J.A. So, to your point about the incestuous relationship, I’ve looked at a lot of FDD’s and very few, franchisors do that. That’s a red flag and I’m surprised you found one that did it because anybody that pays any attention would catch that. And more importantly, if that came up later after you bought the franchise, that’s grounds for you to sue them, and none of those franchisors want that on their FDD. Some franchise systems may give suggested vendors like, say, for office supplies. But they don’t really require specific vendors. And so, you have the opportunity to go somewhere else. There may be some things that are mandated. Things related to the brand would come to mind. For example, the golden arches for McDonald’s perhaps might be something they get from one vendor because they want them all to look exactly the same. There are times when there is some logic behind having the same vendor. But we like competition in franchising. So typically, you’re going to have options and you can probably go out and find your own options if you want to.
K.S. From San Francisco. Do I need to use a broker to buy a new franchise, or do you use one only for an existing franchise location?
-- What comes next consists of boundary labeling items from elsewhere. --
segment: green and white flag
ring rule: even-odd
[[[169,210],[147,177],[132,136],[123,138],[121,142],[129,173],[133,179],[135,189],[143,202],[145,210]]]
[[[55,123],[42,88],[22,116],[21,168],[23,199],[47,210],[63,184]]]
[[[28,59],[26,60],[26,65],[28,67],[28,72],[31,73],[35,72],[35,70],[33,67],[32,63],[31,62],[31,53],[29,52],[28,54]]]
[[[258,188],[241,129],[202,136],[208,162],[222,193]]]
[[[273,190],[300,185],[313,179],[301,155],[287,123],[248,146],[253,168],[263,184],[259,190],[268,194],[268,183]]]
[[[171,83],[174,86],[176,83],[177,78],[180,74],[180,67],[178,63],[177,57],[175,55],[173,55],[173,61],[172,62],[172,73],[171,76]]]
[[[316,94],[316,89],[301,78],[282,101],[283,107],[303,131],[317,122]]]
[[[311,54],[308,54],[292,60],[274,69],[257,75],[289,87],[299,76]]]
K.S. No, you don’t need a broker at all. However, I can tell you that using a broker makes all of the work that Jerry did in his book a lot quicker and a lot easier. It provides opportunities that maybe you won’t find on your own. You can use a broker or not in both situations. I used a broker, and it was one of the best decisions that I could have made because I would never have thought to buy a franchise. It was not necessarily what I was looking for, but I couldn’t be happier that I did. It worked for exactly what my family needed at the time. And it’s turned out to be a great business model. Do you have any thoughts?
J.A. I’ll reinforce that. I think that 90% of the time you should use a broker, no matter what kind of business you’re looking at. To Kristen’s point, they take a lot of the work out of it. They vet the other side. So, you have less to worry about and you know what you are getting or not getting. They’ll actually catch problems in the offering in the real estate and in other areas when you buy a franchise. So, I think it’s a good idea. The only time I don’t necessarily think it’s necessary is for instance is if you know somebody that’s already in that franchise group yes. And you’ve been tracking their success for a while and they know you, and they’ve said, “Hey, if you’re thinking of a franchise, this is the one to be in because it fits for you.”
J.A. Then you can probably go directly to that corporate group and work with their franchise rep. And they can help you with that. The franchise rep is really a broker that doesn’t make money off of it because they’re paid a salary to help bring people in. You’re still getting a lot of the same resources when you go that route, but you don’t have an unbiased third party. If you have any concerns, get a broker involved. They will give you some good guidance.